A Health Savings Account (HSA) is an option offered along side some high-deductible health-insurance plans. As with a 401(k), you contribute pre-tax earnings to an account, except here the money can be used at any time for health expenses. Individuals can contribute up to $3,450 annually, and families can contribute up to $6,900. Unused funds roll over each year, and can even be used for health care costs in retirement. If you take the money out before age 65 for expenses unrelated to health, you’ll pay a 20% penalty.

While high-deductible plans typically cover routine doctor visits, you and your employer pay smaller premiums each month in exchange for covering more costs upfront. Imagine, for example, that your deductible is $2,000. If you break your leg—let’s say your medical bill is $8,000—then you’ll pay the $2,000 yourself, and the insurer will pay $6,000. If your high-deductible plan includes an HSA, you can have your share of that money set aside in advance.

About two-thirds of employers also make a fixed contribution to HSAs on behalf of their employees. Suppose your employer contributes $1,000 to your HSA and your deductible is $2,000. That same broken leg will now run you $1,000 out of pocket. (And if you don’t have many health expenses, that employer contribution is yours to keep.)

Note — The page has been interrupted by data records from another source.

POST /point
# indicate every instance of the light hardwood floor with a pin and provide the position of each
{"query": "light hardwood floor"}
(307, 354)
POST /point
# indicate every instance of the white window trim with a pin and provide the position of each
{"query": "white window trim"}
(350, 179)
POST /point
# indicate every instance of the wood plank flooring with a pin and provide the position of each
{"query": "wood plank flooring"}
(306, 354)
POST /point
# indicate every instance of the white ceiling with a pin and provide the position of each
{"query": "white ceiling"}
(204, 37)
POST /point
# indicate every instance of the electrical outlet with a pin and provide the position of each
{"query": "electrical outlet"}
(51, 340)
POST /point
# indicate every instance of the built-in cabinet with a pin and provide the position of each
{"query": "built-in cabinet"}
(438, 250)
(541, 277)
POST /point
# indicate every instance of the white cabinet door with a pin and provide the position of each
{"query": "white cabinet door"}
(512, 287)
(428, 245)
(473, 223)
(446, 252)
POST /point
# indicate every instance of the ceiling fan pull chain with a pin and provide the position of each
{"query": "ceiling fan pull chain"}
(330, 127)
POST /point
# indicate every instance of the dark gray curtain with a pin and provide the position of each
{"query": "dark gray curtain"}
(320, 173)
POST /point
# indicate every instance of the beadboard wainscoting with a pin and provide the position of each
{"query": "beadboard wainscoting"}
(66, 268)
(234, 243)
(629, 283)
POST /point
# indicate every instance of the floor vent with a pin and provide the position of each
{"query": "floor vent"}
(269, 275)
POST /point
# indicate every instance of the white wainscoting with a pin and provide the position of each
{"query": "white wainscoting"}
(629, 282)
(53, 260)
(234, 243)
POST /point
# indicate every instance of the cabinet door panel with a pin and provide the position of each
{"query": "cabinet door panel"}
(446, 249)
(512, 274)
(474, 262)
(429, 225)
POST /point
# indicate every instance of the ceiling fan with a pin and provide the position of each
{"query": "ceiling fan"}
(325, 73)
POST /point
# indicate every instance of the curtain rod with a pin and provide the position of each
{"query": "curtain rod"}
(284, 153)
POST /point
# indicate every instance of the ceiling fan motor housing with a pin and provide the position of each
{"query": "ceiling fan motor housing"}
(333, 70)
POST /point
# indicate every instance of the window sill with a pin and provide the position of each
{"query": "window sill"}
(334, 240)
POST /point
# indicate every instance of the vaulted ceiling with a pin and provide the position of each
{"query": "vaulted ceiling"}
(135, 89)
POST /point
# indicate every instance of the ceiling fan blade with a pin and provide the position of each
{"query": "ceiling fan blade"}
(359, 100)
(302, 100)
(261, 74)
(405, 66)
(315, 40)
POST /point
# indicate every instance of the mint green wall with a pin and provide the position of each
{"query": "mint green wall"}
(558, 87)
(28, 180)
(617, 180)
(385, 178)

HSAs are a minuscule step towards making health insurance in America more like insurance. In most markets, insurance involves a third party paying you if an unexpected event occurs—like breaking your leg because you got hit by a bus. Health insurance in the US operates differently: It pays for predictable and unpredictable expenses. Economists argue that this approach disconnects health care from cost, and that’s one reason health care is so expensive. HSAs were expected to make customers more cost-aware, though evidence suggests they haven’t.

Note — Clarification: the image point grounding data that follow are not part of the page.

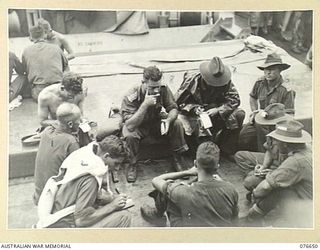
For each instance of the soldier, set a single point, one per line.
(212, 92)
(141, 111)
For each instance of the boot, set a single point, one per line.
(115, 175)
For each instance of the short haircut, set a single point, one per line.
(208, 156)
(152, 73)
(67, 112)
(72, 82)
(115, 146)
(36, 32)
(44, 24)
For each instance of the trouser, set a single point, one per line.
(175, 137)
(226, 138)
(293, 210)
(253, 136)
(116, 219)
(20, 86)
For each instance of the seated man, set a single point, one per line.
(44, 63)
(267, 90)
(69, 90)
(265, 120)
(212, 92)
(288, 185)
(84, 174)
(55, 37)
(56, 143)
(208, 202)
(142, 115)
(20, 84)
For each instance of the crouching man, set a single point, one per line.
(208, 202)
(78, 201)
(289, 186)
(142, 115)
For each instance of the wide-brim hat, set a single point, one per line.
(272, 114)
(274, 60)
(215, 73)
(290, 131)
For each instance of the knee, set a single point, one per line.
(240, 115)
(177, 124)
(239, 157)
(248, 183)
(125, 219)
(129, 135)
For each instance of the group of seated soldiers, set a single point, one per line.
(201, 123)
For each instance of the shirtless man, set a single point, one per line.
(55, 37)
(70, 90)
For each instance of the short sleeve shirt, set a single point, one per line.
(135, 97)
(83, 193)
(207, 203)
(295, 173)
(54, 148)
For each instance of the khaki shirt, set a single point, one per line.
(135, 97)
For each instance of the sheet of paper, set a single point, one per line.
(206, 121)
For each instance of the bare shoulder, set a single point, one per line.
(47, 95)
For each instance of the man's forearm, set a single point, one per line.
(253, 104)
(48, 122)
(135, 120)
(172, 115)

So is an HSA right for me?

If you expect lots of health expenses or can’t save money, probably not.  

Between the lower premiums and your employer’s HSA contributions, odds are you’d save about $1,000 a year with an HSA. But there is still some risk.  If you do get hit by a bus—or run into any pricey medical needs—you’ll have to pay health expenses up to the deductible. If you plan to mainly visit in-network doctors, have a lot of prescriptions, or are a high-risk person because of chronic illness, a dangerous lifestyle, or accident-prone children, an HSA probably isn’t right for you.

HSAs work best for people who have savings (in case they need to pay bills) and contribute to the account to take full advantage of its tax savings. If you have minimal outside savings, can’t afford to contribute much, and use lots of health care, you may be better off with a low-deductible health plan.

If you might leave your job or have certain kinds of health expenses, probably! 

If you have more typical health-care needs, or lots of out-of-pocket medical expenses, an HSA/high-deductible plan is the better option. There aren’t many restrictions on how the HSA money is used, so long as it’s health-related. You can use the money to pay out of pocket for out-of-network doctors, prescriptions, fertility treatments, or counseling. HSAs are also a good hedge for job loss: HSA money (including those employer contributions) can be used to pay COBRA premiums. Without an HSA, you’d need to pay (higher) premiums with your own post-tax dollars.

Finally, if HSAs are often good, Flexible Spending Accounts (FSAs) are often bad. HSAs come with a high-deductible health plan, and the money accrues in your account until you spend it, even into retirement. While money in FSAs is also pre-tax and can be paired with low- or high-deductible insurance plans, it must be spent within a year or it disappears.

Nonetheless, HSAs remain an economic puzzle. Most people would end up better off, financially, with an HSA/high-deductible plan, yet a majority of Americans opt for the low-deductible, high-premium plan when given a choice. It could be we’re risk-averse when it comes to health, or just skeptical of any changes to our healthcare.